Identification of serum exosome proteins in systemic sclerosis with interstitial lung disease by aptamer proteomics

Affiliations

Identification of serum exosome proteins in systemic sclerosis with interstitial lung disease by aptamer proteomics

Sonsoles Piera-Velazquez et al. Arthritis Res Ther. .

Abstract

Objective: A major unmet need for Systemic Sclerosis (SSc) clinical management is the absence of well validated biomarkers for early diagnosis of SSc-associated interstitial lung disease (SSc-ILD). The objective of this study was to identify proteins contained within serum exosomes that may serve as potential biomarkers to differentiate patients with Diffuse SSc without SSc-ILD from patients with Diffuse SSc with SSc-ILD employing aptamer-based proteomics.

Methods: Serum exosomes were isolated from two cohorts of patients.

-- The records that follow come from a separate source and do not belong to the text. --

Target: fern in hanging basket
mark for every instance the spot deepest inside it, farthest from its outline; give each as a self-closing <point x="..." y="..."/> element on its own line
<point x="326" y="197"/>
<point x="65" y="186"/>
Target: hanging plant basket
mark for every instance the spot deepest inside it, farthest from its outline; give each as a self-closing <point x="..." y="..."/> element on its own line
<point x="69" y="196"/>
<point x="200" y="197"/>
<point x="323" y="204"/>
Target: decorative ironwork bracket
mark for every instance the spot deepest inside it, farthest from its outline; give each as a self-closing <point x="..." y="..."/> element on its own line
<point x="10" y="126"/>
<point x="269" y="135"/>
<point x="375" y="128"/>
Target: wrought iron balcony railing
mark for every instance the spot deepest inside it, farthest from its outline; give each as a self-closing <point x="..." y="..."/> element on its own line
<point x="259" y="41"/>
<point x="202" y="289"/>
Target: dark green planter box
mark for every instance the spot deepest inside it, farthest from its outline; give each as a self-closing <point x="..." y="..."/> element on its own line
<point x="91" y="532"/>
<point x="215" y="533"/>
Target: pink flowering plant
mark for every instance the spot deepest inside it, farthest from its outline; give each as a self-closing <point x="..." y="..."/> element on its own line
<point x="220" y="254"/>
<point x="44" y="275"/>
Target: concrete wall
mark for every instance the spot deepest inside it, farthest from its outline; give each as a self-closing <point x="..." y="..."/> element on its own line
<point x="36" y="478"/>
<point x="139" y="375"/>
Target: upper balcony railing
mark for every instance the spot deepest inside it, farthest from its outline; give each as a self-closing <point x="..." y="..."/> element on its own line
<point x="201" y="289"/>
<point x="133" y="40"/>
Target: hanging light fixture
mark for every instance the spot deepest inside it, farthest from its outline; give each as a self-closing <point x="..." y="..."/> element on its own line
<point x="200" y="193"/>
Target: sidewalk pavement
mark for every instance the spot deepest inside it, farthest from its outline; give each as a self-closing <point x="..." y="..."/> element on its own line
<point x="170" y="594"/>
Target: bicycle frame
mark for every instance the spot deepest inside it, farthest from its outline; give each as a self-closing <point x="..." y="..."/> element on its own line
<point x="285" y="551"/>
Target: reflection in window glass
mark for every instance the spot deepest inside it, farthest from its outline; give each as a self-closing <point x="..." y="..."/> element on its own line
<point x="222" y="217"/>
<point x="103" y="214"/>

The first cohort included 15 patients with Diffuse SSc without SSc-ILD and 14 patients with Diffuse SSc with SSc-ILD and the second cohort included 12 patients with Diffuse SSc with SSc-ILD and 12 patients with Diffuse SSc without SSc-ILD. SOMAscan aptamer proteomics was performed with the first cohort and quantified the concentration levels of 1,305 proteins. Significant associations of differentially elevated or reduced proteins (p < 0.05 |FC|>1.2) discriminating between the two SSc clinical subsets were assessed. Validation of the results obtained from the proteomics analysis of the first cohort was performed with the second cohort.

Results: The aptamer proteomic analysis identified 29 proteins increased and 9 proteins decreased in SSc with SSc-ILD as compared to SSc without SSc-ILD. Principal component analysis using the 20 most significantly differentially expressed proteins resulted in excellent separation of the two SSc clinical subsets. Most of the differentially increased proteins converged around enhanced inflammatory responses, immune cell activation, cell death, and abnormal vascular functions and several of them displayed a highly significant correlation with the CO Diffusion Capacity Levels.

Conclusion: Aptamer proteomic analysis of circulating exosomes from patients with Diffuse SSc with and without SSc-ILD identified several biologically plausible biomarkers that may be of value to differentiate these two SSc clinical subsets.

Keywords: Aptamer proteomics; Interstitial lung disease; Serum exosomes; Systemic sclerosis.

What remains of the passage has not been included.